Background:
I recently faced the same question regarding the 1 MB limit. I'm dealing with a large gzip compressed csv file and had to figure out, if S3 Select would be an alternative to processing the file myself. My research makes me feel the author of the previous answer misunderstood the question.
The 1 MB limit referenced by the current AWS S3 Select documentation is referring to the record size:
... The maximum length of a record in the input or result is 1 MB.

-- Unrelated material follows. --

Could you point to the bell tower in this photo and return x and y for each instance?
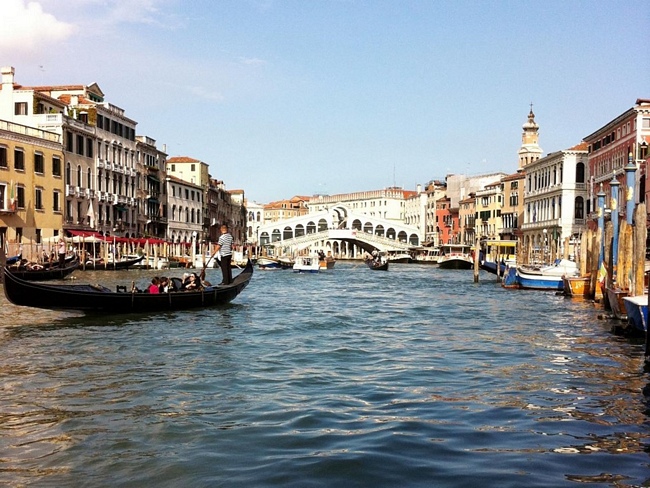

The SQL Query is not the input (it has a lower limit though):
... The maximum length of a SQL expression is 256 KB.
Question Response:
I interpret this 1 MB limit the following way:
- One row in the queried CSV file (uncompressed input) can't use more than 1 MB of memory
- One result record (result row returned by S3 select) also can't use more than 1 MB of memory
To put this in a practical perspective, the following questions discussed the string size in bytes for Python. I'm using an UTF-8 encoding.
- This means
len(row.encode('utf-8'))
(string size in bytes) <= 1024 * 1024 bytes for each csv row represented as UTF-8 encoded string of the input file.
- It again means
len(response_json.encode('utf-8'))
<= 1024 * 1024 bytes for each returned response record (in my case the JSON result).
Note:
In my case, the 1 MB limit works fine. However, this depends a lot on the amount of data in your input (and potentially extra, static columns you might add via SQL).
If the limit 1MB is exceeded and you want to query files without a data base solution involved, using the more expensive AWS Athena might be a solution.